Back in the present-day timeline, Kate and Toby are at the doctor’s office and have just learned that despite multiple surgeries, their infant son is blind. Hmm?

And then it’s revealed that the Musician is wildly successful and about to perform to a sold-out stadium and he’s introduced as, that’s right, Jack Damon. Living out his grandmother and mother’s dreams and acting all Jack Pearson-y. Oh, we should add that to the list of things This Is Us loves: parsing out information, emotionally manipulative twists, and bringing things full circle. This show hasn’t met a full circle it doesn’t love!

This parade of new faces is framed by two of our favorite faces: Jack’s and Rebecca’s. And it’s their bright, shiny, young faces, not the “I’m ancient and dying and I will surely suck out your soul” Ancient Rebecca face that haunts my dreams, so that’s nice! No, we find Jack and Rebecca returning from their road trip to Los Angeles where Rebecca’s dreams were crushed, but also she hung out with the love of her life, so it’s a toss up of a vacation, really.

We always knew Jack and Rebecca were INTENSE. All the monologuing they do throughout their marriage alone is insane. But we didn’t fully know the extent to which they were intense from the beginning. Yes, obviously going on a cross country road trip for your third date is intense, but their fourth date is even more so: Jack agrees to have dinner with Rebecca’s parents at! The! Country club! This is possibly the worst decision these two have made as a couple, which you know is really saying something because these are the people who decided to use a defective crockpot for 17 years. WE ALL KNOW HOW THAT ENDED.

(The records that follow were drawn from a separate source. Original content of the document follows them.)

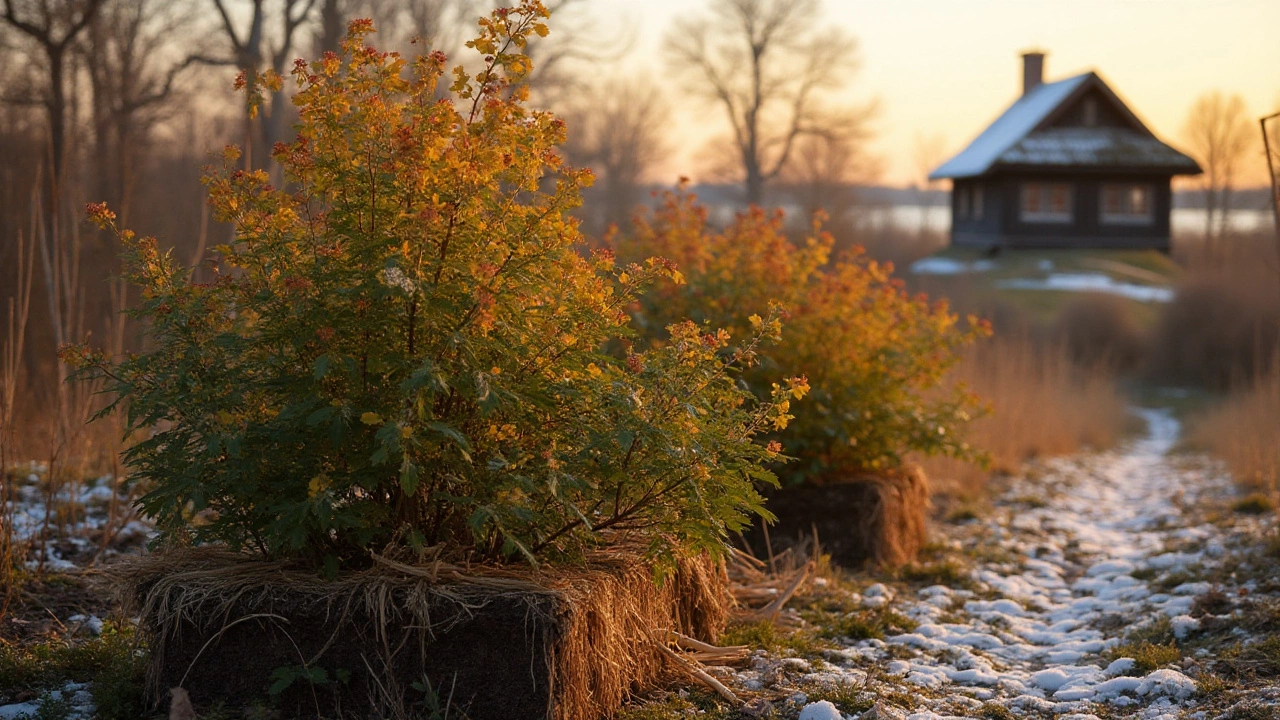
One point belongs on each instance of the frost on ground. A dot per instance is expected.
(55, 647)
(1102, 586)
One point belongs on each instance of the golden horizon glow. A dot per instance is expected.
(950, 67)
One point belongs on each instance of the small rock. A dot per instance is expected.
(1168, 683)
(18, 710)
(758, 707)
(882, 711)
(181, 707)
(1120, 666)
(821, 710)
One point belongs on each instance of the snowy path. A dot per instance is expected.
(1072, 561)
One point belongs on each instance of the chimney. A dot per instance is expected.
(1033, 71)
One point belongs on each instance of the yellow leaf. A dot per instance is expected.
(318, 484)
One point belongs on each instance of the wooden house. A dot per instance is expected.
(1066, 165)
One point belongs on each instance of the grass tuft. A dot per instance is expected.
(1146, 656)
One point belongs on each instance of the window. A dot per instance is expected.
(1046, 203)
(1127, 204)
(1091, 112)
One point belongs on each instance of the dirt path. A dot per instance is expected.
(1102, 586)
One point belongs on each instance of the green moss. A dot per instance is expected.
(949, 573)
(108, 662)
(995, 711)
(864, 624)
(849, 698)
(1147, 656)
(766, 636)
(1208, 686)
(675, 707)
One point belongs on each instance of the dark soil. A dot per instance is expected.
(487, 659)
(848, 518)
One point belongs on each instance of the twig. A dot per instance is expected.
(700, 675)
(771, 610)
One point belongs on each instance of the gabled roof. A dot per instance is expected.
(1020, 136)
(1096, 147)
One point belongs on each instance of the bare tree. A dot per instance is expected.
(53, 26)
(927, 154)
(827, 165)
(767, 67)
(433, 23)
(252, 51)
(1219, 135)
(133, 65)
(620, 136)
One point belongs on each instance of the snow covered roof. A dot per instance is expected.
(1014, 139)
(1019, 119)
(1096, 147)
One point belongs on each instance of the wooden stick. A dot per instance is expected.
(771, 610)
(711, 651)
(696, 673)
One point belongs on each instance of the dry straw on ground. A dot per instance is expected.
(1042, 405)
(859, 519)
(597, 627)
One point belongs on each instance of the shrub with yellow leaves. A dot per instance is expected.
(874, 356)
(403, 346)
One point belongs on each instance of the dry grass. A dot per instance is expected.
(1042, 405)
(895, 527)
(1244, 431)
(600, 618)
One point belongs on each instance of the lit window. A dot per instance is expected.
(1046, 203)
(1127, 204)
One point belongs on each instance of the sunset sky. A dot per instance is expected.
(949, 67)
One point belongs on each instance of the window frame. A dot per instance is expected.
(1125, 215)
(1045, 196)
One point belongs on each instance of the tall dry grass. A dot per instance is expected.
(1244, 431)
(1042, 404)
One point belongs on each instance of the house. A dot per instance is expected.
(1066, 165)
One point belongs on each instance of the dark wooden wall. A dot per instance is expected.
(1001, 224)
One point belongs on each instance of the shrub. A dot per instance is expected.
(403, 346)
(874, 356)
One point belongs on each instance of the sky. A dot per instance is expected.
(950, 67)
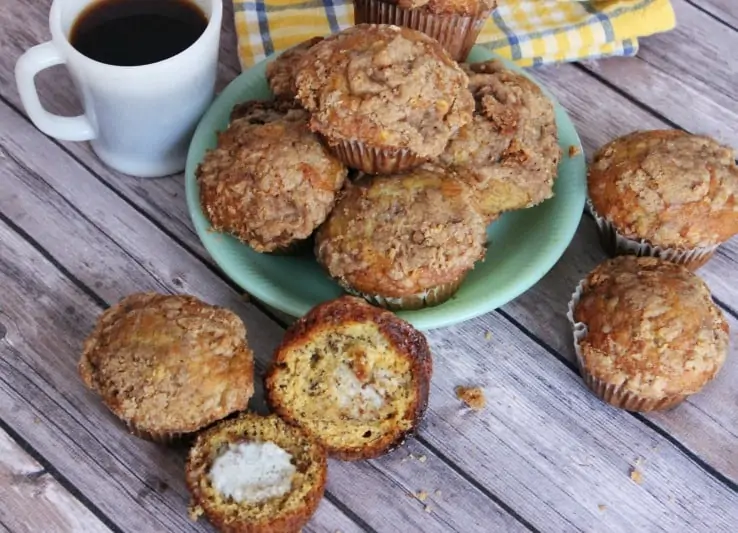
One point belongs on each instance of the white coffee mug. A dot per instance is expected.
(140, 119)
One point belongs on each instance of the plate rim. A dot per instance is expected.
(427, 321)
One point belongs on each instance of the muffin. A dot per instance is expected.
(453, 23)
(509, 152)
(255, 474)
(664, 193)
(354, 377)
(281, 72)
(384, 98)
(269, 182)
(646, 333)
(403, 241)
(168, 365)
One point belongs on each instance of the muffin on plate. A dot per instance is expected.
(168, 365)
(354, 377)
(509, 153)
(384, 98)
(453, 23)
(646, 333)
(403, 241)
(664, 193)
(269, 182)
(281, 72)
(255, 474)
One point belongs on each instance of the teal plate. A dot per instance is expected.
(525, 244)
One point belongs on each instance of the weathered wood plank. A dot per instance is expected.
(32, 500)
(120, 252)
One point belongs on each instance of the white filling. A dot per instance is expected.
(252, 472)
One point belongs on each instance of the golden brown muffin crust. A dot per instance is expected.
(282, 514)
(386, 86)
(281, 72)
(509, 153)
(269, 184)
(168, 364)
(399, 235)
(652, 327)
(668, 187)
(345, 316)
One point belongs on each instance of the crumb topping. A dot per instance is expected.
(667, 187)
(269, 184)
(399, 235)
(169, 363)
(386, 86)
(509, 152)
(652, 327)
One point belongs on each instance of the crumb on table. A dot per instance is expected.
(471, 396)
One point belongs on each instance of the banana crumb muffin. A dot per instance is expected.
(269, 182)
(384, 98)
(509, 153)
(168, 365)
(403, 241)
(281, 72)
(354, 377)
(255, 474)
(665, 193)
(453, 23)
(647, 333)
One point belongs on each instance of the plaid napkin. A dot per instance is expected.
(530, 32)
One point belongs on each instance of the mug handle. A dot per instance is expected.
(33, 61)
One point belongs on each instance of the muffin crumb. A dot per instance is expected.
(471, 396)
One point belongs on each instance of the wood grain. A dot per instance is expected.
(31, 500)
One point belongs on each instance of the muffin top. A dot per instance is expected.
(667, 187)
(167, 363)
(458, 7)
(399, 235)
(270, 182)
(388, 87)
(509, 153)
(652, 327)
(281, 72)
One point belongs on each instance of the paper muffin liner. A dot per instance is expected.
(428, 298)
(456, 33)
(357, 155)
(615, 395)
(615, 243)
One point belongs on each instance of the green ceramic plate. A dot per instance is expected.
(525, 244)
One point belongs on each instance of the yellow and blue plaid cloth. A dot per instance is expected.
(530, 32)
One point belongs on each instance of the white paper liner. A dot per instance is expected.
(616, 244)
(615, 395)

This wild fourth date, at the very least, leads us to maybe the cutest meet-cute in the history of the show: Jack needs a sport coat for the dinner and who does he find to help him at the store? The greatest suit salesman in all the land: Miguel Rivas. Guys! This is how Jack and Miguel meet and honestly, I clapped when it happened. When Miguel realizes Jack can’t afford to buy the blazer, he lets him borrow it for a week. Dear, sweet, Miguel, remember how wrong I was about you in the beginning?

Anyway, the dinner is awkward as hell. We already knew Rebecca’s mom Janet was a certain level of she-beast, but her father (welcome, Tim Matheson) is a stealth villain. Jack gets off to a rocky start, but after a quick bathroom break in which he gives himself his own sort of pep talk (very Jack), he comes back to the table and gives an early version of a patented Jack Pearson Speech about how his parents are awful to each other, about losing Nicky, and about how sorry he is that the first impression he made on Rebecca’s parents was him whisking their daughter across the country for two weeks, but that he’ll be able to work on it because he’ll be around for a while. The entire time, you can see Rebecca falling more and more in love with Jack, and that’s cool for them, but honestly, if a dude rolled up to my family’s dinner and gave an intense speech like that, my family would be like “no, no, hard pass here.” That’s more or less what Rebecca’s dad says when he pulls Jack aside after the meal. He’s been more than lovely to Jack’s face, but alone he tells him that he’s damaged goods and he wants more for his daughter — there’s no way this is happening.

We already know who wins this war, but it should nonetheless be fun to watch Jack fight for his relationship with Rebecca. And by fun, obviously I mean emotionally gutting because hi, hello, nothing on this show is fun. All those new characters have been warned!